The two most recent events that should make revisiting the Times v. Sullivan case a no-brainer would be the cases of Nick Sandmann and Kyle Rittenhouse. In 2019, Sandmann was with classmates from his Catholic high school at the March For Life in Washington, D.C.  

He was confronted by a Native-American man named Nathan Phillips. As the two stood eye to eye, Sandmann did nothing but smile at Phillips. The footage went viral, and Sandmann was immediately dubbed the aggressor and a white supremacist. Sandmann went on to file lawsuits against several outlets, including CNN and the Washington Post.

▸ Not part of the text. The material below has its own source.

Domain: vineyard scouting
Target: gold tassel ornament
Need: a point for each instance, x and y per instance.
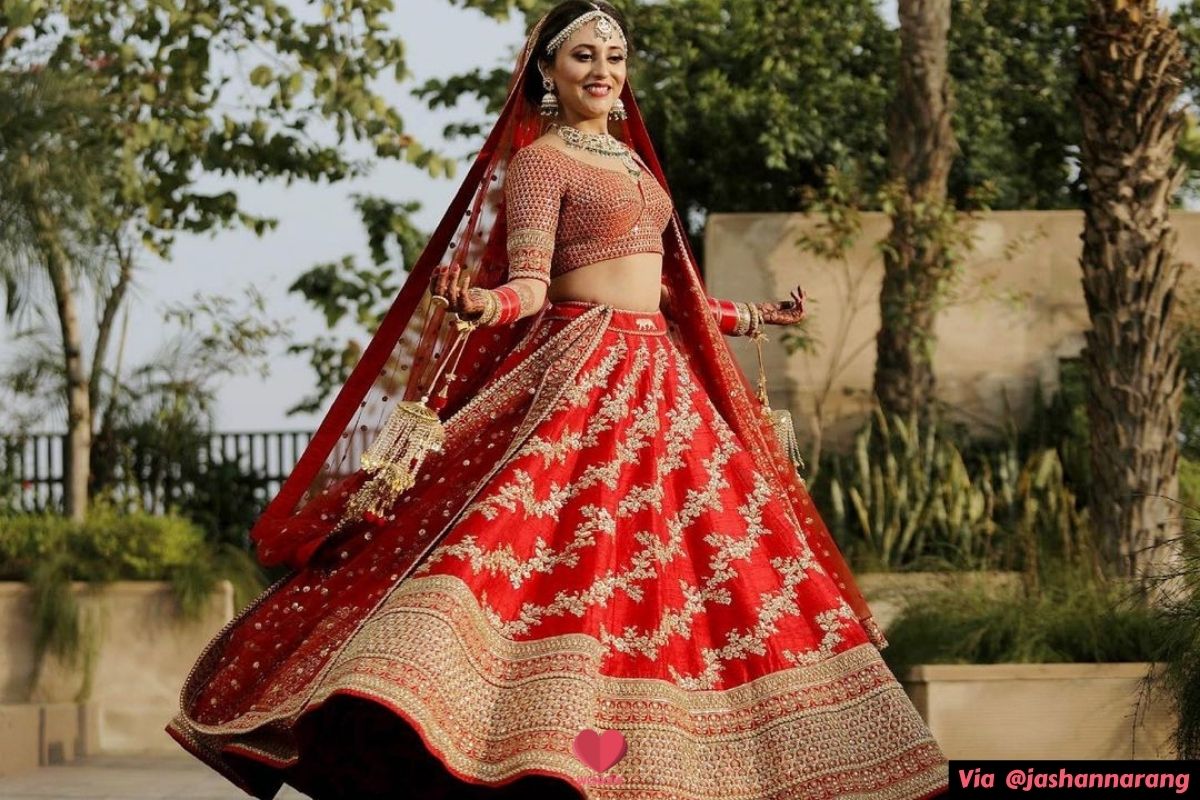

Kyle Rittenhouse was charged with killing two people during the 2020 riots in Kenosha, Wisconsin after the death of Jacob Blake. Rittenhouse claimed to have acted in self defense and was subsequently found not guilty. Kyle Rittenhouse was immediately vilified by the media as well, being called a white supremacist and a domestic terrorist. 

Thomas has spoken about looking at the Times v. Sullivan ruling before. In a dissent stemming from the Court’s refusal to hear another such case in 2021, Thomas wrote,

“The lack of historical support for this Court’s actual-malice requirement is reason enough to take a second look at the Court’s doctrine. Our reconsideration is all the more needed because of the doctrine’s real-world effects. Public figure or private, lies impose real harm.”